Sitting down and getting up: Squatting

Bending over to pick up something from the floor: Hinging

Opening and closing a door: Pushing and pulling

Walking, running, lunging, carrying groceries, or climbing stairs: Carries and Locomotion.

These classifications differ from coach to coach, but it all means the same thing to you, the exerciser. Plus, there are a few more fundamental movements than mentioned here, but I’m keeping it simple because these are the ones that will make you harder, better, faster, and stronger.

Here are some resistance training examples of fundamental human movements,

Squats: Bodyweight, Goblet squats, Split squats, Barbell squats.

Hinges: Bodyweight hip extensions, RDLs, deadlift variations, and hip thrusts.

Pushing: Push-ups, dumbbells, barbell bench presses, shoulder presses, and band presses.

Pulling: Chin ups, pullups, seat rows, dumbbell rows, and band pull-apart.

Locomotion: Carry variations, lunges, running, walking, and sprinting.

When you look at the big picture of fundamental human movements, you never have to wonder what to do in the gym again.

What About Sets, Reps, And Stuff?

I set up clients’ training in terms of simplicity and maximizing time and results in three main ways.  

Supersets:  Pairing two exercises together, like a lower-body exercise followed by an upper-body exercise.

Example would be

1A. Goblet Squat

1B. Farmers Carry

Tri sets: This is pairing three exercises back to back to back. Here I’ll usually go lower and upper body with a core exercise like planks or an isolation exercise on a lagging body part.

For example

1A. Split Squat

1B. Dumbbell Floor Press

1C. Triceps Extension

Circuits: Here, you’ll use all five fundamental human movements in a five-exercise circuit, performing one exercise after the other and repeating for 15 to 20 sets. An example would be

1A. Dumbbell Squat

1B. Dumbbell bench press


1D. Single-arm row

1E.  Core exercise or carry variation.

How you perform your human movements is a matter of personal preference, your time constraints are your fitness goals. Experimenting to see what works well for you is a great starting point.

The reps you perform is depended on your load and goals. There is an inverse relationship between weight and reps. Weight goes up, reps go down, Reps go up, and weights go down.
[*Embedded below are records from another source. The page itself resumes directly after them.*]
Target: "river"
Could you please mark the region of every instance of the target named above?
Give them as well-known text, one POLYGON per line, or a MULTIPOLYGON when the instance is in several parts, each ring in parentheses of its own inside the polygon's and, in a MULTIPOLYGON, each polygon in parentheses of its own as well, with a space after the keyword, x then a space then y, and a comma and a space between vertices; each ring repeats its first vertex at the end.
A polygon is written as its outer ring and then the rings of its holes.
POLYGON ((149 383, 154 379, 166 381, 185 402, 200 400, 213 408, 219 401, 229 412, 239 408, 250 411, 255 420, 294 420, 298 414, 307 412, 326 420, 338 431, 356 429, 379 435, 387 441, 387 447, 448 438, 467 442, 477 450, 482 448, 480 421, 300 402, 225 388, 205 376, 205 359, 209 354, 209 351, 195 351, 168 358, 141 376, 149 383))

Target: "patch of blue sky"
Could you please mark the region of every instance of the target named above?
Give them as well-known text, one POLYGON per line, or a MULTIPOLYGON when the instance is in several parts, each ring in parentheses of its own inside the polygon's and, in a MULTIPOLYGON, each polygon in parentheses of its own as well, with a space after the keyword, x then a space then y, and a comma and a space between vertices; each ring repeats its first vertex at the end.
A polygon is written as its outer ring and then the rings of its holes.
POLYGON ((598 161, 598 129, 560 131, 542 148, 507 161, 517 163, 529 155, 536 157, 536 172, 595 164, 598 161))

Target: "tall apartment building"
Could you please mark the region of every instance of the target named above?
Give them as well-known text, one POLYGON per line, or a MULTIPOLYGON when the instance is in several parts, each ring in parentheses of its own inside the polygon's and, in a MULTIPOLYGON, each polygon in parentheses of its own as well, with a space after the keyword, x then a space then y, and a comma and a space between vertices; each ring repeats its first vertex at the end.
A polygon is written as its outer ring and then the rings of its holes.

Muscle and strength are built in all types of rep ranges, but I use a few common ones.

4-6: For strength

6-12: For strength and muscle

12-15:  For muscle imbalances and fat loss

15+: For isolation exercises and building up a lagging body part.

Here, you’ll want to feel the burn 2-3 reps before the end of the rep range. If you don’t, the weight is too light, or you cannot get to the end of the rep range you want; the weight is too heavy.

Putting This Programming Together

If you’ve been lifting for a while, you got this, and it should give you a fresh perspective. If you need help, contact me here, and I’ll be happy to help with your programming. Sometimes, I’m better than Google, and welcome to my Ted Talk.

Wrapping Up

Exercise and lifting weights needn’t be complicated; it must be effective. You’ll have it made when you take the big-picture approach to exercise and perform fundamental human movements consistently a couple of times a week. Now, admire your handy work.